Whether that exploit is more or less concerning than the browser and Node.js examples, I think is hard to answer in general without additional qualifications. If the standalone VM uses fine-grained capabilities (e.g., libpreopen) or is sandboxed, then changing the file that is being written to might be possible inside WebAssembly memory but access could be blocked by the VM.
He didn't have it all. The 4th quadrant: unknown knowns
There is a fog to applying stuff we already know but have forgotten and it causes problems.
The paper is indeed correct - we did this 20 years ago - same architecture except with JVM instructions.
I'm entirely neutral on the merits of this tech supercycle - there are some great things being built, there are also old potholes getting uncovered that will end with some lessons re-learned.
I guess that's a concern, but im not sure its that big of one relative to normal xss.

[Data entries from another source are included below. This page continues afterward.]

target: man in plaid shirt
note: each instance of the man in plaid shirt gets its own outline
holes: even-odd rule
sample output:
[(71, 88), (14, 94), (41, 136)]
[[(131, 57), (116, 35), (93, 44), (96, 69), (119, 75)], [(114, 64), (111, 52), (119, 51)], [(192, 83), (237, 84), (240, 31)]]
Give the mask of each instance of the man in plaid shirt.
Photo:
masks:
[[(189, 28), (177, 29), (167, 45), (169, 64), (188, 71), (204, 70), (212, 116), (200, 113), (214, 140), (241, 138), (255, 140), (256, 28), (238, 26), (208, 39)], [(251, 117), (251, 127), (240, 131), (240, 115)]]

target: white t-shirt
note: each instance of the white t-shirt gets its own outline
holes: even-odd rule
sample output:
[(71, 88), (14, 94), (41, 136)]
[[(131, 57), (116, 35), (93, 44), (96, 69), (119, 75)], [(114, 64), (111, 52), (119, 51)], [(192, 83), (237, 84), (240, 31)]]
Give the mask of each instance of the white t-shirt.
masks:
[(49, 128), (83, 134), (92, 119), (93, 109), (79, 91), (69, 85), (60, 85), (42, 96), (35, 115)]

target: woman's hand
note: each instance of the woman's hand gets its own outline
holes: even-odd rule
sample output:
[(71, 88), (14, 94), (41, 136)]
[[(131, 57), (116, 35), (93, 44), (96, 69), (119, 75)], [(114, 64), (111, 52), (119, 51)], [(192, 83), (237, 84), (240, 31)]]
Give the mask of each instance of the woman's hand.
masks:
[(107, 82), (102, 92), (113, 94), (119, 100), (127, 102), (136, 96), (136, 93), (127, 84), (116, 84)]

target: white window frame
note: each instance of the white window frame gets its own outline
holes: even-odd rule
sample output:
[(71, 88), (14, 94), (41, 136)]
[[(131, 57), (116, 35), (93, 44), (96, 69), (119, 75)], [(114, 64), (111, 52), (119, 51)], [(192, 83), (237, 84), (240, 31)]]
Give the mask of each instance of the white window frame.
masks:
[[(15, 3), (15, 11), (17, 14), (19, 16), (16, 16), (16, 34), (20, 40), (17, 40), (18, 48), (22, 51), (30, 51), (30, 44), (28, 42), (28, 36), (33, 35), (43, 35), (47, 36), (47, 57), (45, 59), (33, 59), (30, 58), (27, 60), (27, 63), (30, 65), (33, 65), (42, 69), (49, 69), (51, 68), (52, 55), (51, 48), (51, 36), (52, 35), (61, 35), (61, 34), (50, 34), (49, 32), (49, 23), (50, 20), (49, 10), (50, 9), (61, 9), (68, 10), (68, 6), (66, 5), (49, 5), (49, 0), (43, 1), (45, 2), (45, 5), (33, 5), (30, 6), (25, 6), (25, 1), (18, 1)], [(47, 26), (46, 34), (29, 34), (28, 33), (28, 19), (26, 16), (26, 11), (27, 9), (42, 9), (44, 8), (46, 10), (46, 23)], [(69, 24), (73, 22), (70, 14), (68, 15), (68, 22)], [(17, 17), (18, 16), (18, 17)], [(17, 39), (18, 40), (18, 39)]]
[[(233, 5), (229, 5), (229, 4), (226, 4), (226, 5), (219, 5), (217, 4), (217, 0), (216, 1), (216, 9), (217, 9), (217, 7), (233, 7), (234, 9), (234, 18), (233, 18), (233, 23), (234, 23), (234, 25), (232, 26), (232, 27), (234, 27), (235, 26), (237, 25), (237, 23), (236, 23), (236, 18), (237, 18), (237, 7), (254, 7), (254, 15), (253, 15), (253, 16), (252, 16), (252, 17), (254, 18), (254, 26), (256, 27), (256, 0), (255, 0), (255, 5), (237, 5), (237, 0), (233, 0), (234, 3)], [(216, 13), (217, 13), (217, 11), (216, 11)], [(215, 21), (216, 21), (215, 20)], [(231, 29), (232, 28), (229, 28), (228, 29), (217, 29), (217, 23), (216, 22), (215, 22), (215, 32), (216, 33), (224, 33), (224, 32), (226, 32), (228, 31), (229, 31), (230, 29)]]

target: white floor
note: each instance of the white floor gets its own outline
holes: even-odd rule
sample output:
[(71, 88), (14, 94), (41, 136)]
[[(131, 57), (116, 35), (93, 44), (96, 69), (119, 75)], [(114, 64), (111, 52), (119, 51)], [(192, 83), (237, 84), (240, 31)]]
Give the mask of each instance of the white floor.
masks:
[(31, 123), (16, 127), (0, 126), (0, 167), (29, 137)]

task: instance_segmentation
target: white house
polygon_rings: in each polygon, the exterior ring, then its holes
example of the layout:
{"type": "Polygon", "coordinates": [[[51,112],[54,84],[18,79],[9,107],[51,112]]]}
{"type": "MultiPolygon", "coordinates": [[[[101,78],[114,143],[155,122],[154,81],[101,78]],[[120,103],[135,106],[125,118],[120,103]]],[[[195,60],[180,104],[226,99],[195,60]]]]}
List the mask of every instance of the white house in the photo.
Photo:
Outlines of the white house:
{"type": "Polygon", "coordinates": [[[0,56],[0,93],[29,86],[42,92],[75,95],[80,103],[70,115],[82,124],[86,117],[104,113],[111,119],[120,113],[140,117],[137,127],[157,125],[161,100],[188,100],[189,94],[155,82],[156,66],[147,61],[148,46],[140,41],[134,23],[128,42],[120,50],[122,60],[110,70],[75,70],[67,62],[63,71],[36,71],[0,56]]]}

So for many use cases Wasm does allow what you mention, running unsafe code quickly on normal hardware, and it is being used in production for that purpose.
There's very little that can be done about rowhammer with formal methods because it breaks the assumptions of any formal model of computation (that values stored to RAM are the same values that will be eventually read from RAM).
However, what we look at in the paper is "binary security", i.e., whether _vulnerable_ WebAssembly binaries can be exploited by malicious _inputs_ themselves. Our paper says: Yes, and in some cases those write primitives are more easily obtainable and more powerful than in native programs. (Example: stack-based buffer overflows can overwrite into the heap; string literals are not truly constant, but can be overwritten.)
You say that like the Java Virtual Machine designers didn't do the same thing.
That has a very familiar sound to it. ;-)
> However, what we look at in the paper is "binary security", i.e., whether _vulnerable_ WebAssembly binaries can be exploited by malicious _inputs_ themselves. Our paper says: Yes, and in some cases those write primitives are more easily obtainable and more powerful than in native programs. (Example: stack-based buffer overflows can overwrite into the heap; string literals are not truly constant, but can be overwritten.)
I think you've highlighted an important subtlety here for sure. Would you say that Java applets were similarly vulnerable?
This paper is only about messing up the WASM heap, which might cause the WASM application to crash, but this doesn't cause damage outside the sandbox.
The design of the Java applet security model did not include being able to escape the sandbox. That was something Microsoft did that deliberately broke the security model. The closest thing Java applets had to "escape the sandbox" was popping up a new window, and even that involved presenting the user with a warning that the window belonged to the applet.